Human tracing important before app, says Matt Hancock
The NHS contact tracing app is not part of the new Test and Trace system at launch because human contact tracing measures need to be introduced first, Health Secretary Matt Hancock has said.
NHS Test and Trace – seen as key to easing the lockdown restrictions – is being rolled out across England on Thursday with the help of 25,000 contact tracers.
The UK’s contact tracing app has been trialled on the Isle of Wight for several weeks but a national roll-out remains delayed.
Speaking on Sky News, Mr Hancock said the app trial had found being contacted first by a human tracer was more effective at “getting people used to the idea” of being told they need to isolate for 14 days because they had been in contact with someone who has coronavirus.
The system works by asking those who test positive for Covid-19 to share details of recent and close contacts, who are then notified and can be asked to self-isolate depending on when they last had contact with the infected person.

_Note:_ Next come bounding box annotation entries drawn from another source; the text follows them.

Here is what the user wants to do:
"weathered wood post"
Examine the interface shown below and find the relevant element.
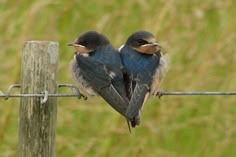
[18,41,59,157]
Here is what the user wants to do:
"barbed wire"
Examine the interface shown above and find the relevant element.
[0,84,236,99]
[0,84,236,104]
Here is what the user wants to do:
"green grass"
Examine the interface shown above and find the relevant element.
[0,0,236,157]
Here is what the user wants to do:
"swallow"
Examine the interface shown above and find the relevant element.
[68,31,129,130]
[119,31,167,127]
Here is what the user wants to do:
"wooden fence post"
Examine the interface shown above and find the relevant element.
[18,41,59,157]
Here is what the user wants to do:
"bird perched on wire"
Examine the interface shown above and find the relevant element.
[119,31,167,127]
[69,31,129,129]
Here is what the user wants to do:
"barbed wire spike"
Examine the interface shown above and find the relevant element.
[4,84,21,100]
[57,84,87,100]
[40,90,48,105]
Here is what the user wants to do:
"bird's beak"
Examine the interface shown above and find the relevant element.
[68,43,85,48]
[146,43,161,48]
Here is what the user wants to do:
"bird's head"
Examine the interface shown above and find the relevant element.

Mr Hancock said: “The pilot on the Isle of Wight showed that the best thing to do was to introduce the human contact tracing, and then build on that once people have got used to the idea that when the NHS Test and Trace system get in contact you’ve got to do quite a big thing, which is to isolate for two weeks.”
The Health Secretary said the app, which uses Bluetooth signals to detect when users come into close contact with one another, will be useful later on because it could help with broader tracing.
“The app adds value to this system because it can help to find contacts who you simply wouldn’t be able to find any other way,” he said.
“So if you were on a bus, say, within two metres of somebody, you wouldn’t know who they were – you wouldn’t be able to contact them, but the app will help do that.”
He also repeated a message from Baroness Dido Harding, leading the Government’s test and trace programme, who said the app “puts the cherry on the cake, it isn’t the cake”.